全2271文字
PR

 企業経営を考えるうえで需要予測は欠かせない。従来の需要予測は主として類似条件における実績データから導き出した数値を活用したり、現場の経験や勘に頼ったりするケースが少なくなかった。そうした従来手法では、正確な予測がますます難しくなっている。新型コロナ禍のような過去の経験則が通用しないビジネス環境の変化が起きているのに加え、現場の経験や勘でカバーしようにも経験豊富な人材は慢性的に不足しているからだ。

 一方で、SNS(交流サイト)や気象データなど情報システムで扱えるデータは急増している。AI(人工知能)であれば、多様なデータを需要予測の精度向上につなげられる可能性がある。そのためAIによる需要予測に乗り出す企業が増えている。先行事例を基に、AIによる需要予測の課題や効果を探る。

 「企業を成長させてグローバル化を進めるために、在庫コントロールの定型化は欠かせなかった」――。このように話すのは眼鏡小売りのジンズ(JINS)で情報システムを統括する櫻井勇太郎 EW事業本部 商品戦略部 MD課商品計画G グループリーダーだ。国内で約450店舗を展開するジンズは、2022年2月に約1年間のPoC(概念実証)を経て、新しい需要予測システムを稼働させた。社内では「PSI Cockpit」と呼んでいる。PSIは生産(Production)、販売(Sales)、在庫(Inventory)の意味だ。

 新しい需要予測システムはアクセンチュアのパッケージ製品を利用する。AIがシナリオを複数用意し、そこに担当者の意思を入力して予測する。
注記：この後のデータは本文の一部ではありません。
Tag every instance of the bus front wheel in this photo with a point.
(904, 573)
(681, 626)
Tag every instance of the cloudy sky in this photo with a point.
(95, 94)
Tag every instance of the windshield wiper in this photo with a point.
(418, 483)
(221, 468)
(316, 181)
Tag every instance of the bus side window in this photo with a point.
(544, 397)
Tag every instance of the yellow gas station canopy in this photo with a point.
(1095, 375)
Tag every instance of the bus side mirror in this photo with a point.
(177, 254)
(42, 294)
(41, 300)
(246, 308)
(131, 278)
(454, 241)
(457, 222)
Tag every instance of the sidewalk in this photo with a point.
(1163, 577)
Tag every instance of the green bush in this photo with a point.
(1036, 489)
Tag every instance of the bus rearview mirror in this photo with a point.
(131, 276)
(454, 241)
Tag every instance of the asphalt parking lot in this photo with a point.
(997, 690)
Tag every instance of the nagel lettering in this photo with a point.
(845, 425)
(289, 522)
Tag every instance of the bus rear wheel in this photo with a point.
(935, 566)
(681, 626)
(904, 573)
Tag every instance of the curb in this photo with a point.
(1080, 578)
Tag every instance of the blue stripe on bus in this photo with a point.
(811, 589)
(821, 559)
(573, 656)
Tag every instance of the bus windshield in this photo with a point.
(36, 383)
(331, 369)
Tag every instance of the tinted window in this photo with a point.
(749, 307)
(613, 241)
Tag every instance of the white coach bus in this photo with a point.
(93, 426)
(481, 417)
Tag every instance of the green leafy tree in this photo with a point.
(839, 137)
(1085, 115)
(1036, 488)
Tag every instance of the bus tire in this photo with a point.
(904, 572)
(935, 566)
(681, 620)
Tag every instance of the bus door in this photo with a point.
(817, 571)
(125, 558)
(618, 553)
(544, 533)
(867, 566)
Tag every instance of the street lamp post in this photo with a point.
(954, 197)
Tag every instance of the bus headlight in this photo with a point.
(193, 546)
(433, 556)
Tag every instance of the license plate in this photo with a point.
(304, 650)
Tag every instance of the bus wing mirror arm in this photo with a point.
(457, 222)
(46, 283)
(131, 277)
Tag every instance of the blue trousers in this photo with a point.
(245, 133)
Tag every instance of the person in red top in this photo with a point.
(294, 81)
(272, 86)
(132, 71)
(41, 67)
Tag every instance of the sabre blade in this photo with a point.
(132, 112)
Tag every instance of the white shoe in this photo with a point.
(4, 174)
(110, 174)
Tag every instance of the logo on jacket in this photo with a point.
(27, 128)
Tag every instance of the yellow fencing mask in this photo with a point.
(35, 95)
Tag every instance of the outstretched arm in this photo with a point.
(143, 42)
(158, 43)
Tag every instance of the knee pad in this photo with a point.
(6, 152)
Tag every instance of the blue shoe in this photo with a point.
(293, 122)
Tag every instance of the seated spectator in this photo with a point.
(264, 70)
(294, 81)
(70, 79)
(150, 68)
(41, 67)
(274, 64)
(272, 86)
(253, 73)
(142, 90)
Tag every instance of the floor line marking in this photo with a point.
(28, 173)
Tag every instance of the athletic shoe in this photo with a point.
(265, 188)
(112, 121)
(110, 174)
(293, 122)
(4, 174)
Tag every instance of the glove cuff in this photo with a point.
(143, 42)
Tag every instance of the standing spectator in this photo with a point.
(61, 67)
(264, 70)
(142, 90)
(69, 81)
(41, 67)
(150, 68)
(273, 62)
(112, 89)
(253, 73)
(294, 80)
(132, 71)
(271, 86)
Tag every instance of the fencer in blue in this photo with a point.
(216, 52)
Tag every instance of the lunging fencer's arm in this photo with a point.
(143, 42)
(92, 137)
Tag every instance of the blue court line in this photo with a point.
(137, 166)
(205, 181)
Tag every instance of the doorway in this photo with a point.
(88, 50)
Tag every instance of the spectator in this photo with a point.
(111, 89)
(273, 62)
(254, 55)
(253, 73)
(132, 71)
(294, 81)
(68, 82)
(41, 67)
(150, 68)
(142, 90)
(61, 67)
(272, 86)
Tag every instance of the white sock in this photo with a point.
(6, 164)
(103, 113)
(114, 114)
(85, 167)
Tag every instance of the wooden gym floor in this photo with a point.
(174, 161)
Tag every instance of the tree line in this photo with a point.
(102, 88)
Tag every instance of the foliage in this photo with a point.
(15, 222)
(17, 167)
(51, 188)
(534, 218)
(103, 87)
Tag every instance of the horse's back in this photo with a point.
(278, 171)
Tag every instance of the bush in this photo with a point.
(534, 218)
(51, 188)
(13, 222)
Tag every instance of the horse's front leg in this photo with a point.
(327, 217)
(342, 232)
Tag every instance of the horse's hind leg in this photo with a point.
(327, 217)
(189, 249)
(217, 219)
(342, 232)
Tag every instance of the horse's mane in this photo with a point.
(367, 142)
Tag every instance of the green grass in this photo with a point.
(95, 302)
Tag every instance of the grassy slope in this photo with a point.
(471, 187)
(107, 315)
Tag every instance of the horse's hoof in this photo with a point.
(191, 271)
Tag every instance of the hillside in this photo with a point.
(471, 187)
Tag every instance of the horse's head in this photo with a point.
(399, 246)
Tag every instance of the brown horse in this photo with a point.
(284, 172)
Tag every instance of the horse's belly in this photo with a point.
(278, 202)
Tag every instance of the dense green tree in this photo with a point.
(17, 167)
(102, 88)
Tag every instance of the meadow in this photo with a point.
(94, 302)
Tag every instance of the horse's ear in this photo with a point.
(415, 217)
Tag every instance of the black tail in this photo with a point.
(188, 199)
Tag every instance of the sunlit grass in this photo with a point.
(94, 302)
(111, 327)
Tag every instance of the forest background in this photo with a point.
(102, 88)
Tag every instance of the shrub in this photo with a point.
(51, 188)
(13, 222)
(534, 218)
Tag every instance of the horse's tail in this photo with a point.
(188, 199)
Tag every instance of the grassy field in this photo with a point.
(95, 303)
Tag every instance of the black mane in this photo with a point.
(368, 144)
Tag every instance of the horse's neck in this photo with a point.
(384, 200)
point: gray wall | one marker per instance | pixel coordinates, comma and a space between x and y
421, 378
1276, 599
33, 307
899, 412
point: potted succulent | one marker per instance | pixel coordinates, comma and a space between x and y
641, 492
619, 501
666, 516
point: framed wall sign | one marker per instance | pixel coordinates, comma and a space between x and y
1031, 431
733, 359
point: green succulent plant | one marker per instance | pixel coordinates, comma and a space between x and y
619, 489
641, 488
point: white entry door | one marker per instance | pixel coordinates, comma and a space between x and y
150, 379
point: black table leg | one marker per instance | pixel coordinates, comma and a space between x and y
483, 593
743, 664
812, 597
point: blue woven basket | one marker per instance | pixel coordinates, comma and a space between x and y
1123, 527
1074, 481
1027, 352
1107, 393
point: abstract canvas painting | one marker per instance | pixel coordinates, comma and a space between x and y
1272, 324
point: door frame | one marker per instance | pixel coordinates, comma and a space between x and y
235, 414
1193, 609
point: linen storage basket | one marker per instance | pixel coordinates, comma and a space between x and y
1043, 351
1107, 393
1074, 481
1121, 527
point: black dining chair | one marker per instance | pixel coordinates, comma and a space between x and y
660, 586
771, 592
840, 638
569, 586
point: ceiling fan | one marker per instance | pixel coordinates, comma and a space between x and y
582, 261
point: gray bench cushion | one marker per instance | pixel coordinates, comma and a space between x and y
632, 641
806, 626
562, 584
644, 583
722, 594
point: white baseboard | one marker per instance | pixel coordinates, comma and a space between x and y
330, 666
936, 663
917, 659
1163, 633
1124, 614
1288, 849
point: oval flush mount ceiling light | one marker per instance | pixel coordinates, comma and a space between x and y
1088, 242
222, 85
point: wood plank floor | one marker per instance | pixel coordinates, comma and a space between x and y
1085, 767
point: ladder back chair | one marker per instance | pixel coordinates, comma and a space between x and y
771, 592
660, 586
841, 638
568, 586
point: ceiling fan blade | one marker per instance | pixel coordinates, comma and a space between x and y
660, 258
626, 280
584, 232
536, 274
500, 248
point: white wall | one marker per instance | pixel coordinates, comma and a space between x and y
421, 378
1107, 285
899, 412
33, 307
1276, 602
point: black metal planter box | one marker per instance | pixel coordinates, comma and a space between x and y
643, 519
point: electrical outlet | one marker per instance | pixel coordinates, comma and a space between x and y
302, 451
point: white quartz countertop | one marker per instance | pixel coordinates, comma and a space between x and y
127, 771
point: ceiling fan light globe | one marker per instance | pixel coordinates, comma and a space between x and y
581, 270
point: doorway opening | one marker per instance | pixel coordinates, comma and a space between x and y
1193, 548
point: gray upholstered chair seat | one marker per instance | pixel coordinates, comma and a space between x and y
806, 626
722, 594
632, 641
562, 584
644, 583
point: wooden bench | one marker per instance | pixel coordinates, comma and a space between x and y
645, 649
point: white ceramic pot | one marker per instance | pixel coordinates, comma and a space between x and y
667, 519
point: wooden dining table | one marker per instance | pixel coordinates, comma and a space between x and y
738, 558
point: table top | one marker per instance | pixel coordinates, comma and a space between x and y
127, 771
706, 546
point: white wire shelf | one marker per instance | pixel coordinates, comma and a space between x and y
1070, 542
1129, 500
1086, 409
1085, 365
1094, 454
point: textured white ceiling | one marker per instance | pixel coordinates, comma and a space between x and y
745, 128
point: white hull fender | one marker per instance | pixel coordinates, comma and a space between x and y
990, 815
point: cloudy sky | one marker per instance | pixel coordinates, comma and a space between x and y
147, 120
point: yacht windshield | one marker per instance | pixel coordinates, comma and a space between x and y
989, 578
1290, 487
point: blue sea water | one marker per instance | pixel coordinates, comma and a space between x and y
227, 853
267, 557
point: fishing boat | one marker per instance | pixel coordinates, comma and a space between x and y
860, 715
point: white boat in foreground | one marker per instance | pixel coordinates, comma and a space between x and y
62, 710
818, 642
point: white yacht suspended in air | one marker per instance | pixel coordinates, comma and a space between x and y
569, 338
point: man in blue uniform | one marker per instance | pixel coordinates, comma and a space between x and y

全てをAIに任せるのではなく、担当者の意思を反映させられるのがポイントだ。新型コロナ禍の影響など過去の実績データがない場合も担当者の知見や経験則で補える。

 PSI Cockpitには、未来欠品アラートと在庫過剰アラートという2つのアラートシステムを搭載した。前者は未来に欠品が発生しそうになったら注意喚起をするもので、後者は在庫過剰のリスクが生じそうな際にアラートを出す。このシステムにより「PoCでは欠品による売り逃しを約65%削減(粗利ベース、2019年比)し、廃棄ロスを約10%削減(除却・評価損を含む、2019年比)できた」(櫻井グループリーダー)。最新のデータはまだ集計していないが、徐々に売り逃しや廃棄ロスは減っているという。

JINSが開発したPSI Cockpitの画面
JINSが開発したPSI Cockpitの画面
(出所:JINS)
[画像のクリックで拡大表示]

欠品から発注では半年かかる

 「眼鏡のフレームはリードタイムが長い商品では半年かかるものもある」(櫻井グループリーダー)。補充に時間がかかる一方、売れ残った余剰在庫は廃棄することもある。眼鏡のフレームは長期間保管できるとはいえ、あまりに長期にわたると商品がわずかに劣化するためだ。

 欠品と余剰在庫を減らしたい――。こうした課題を解決するため、JINSは2018年に需要予測の専門組織「在庫発注チーム」を立ち上げた。売り上げが伸びたことからもチーム創設の効果があったという。

 しかし櫻井グループリーダーは「課題感が残ったままだった」と振り返る。需要予測は専門組織の経験則に頼るところが多く、属人化からの脱却が課題となった。また約1200品目を専門組織だけで正確に予測するのは難しかった。従来は専門組織の担当者が、店舗ごとの過去の売り上げや類似商品の販売実績などのデータを探し、その都度予測しなければならなかった。予測には、毎月延べ約90時間かかっていたという。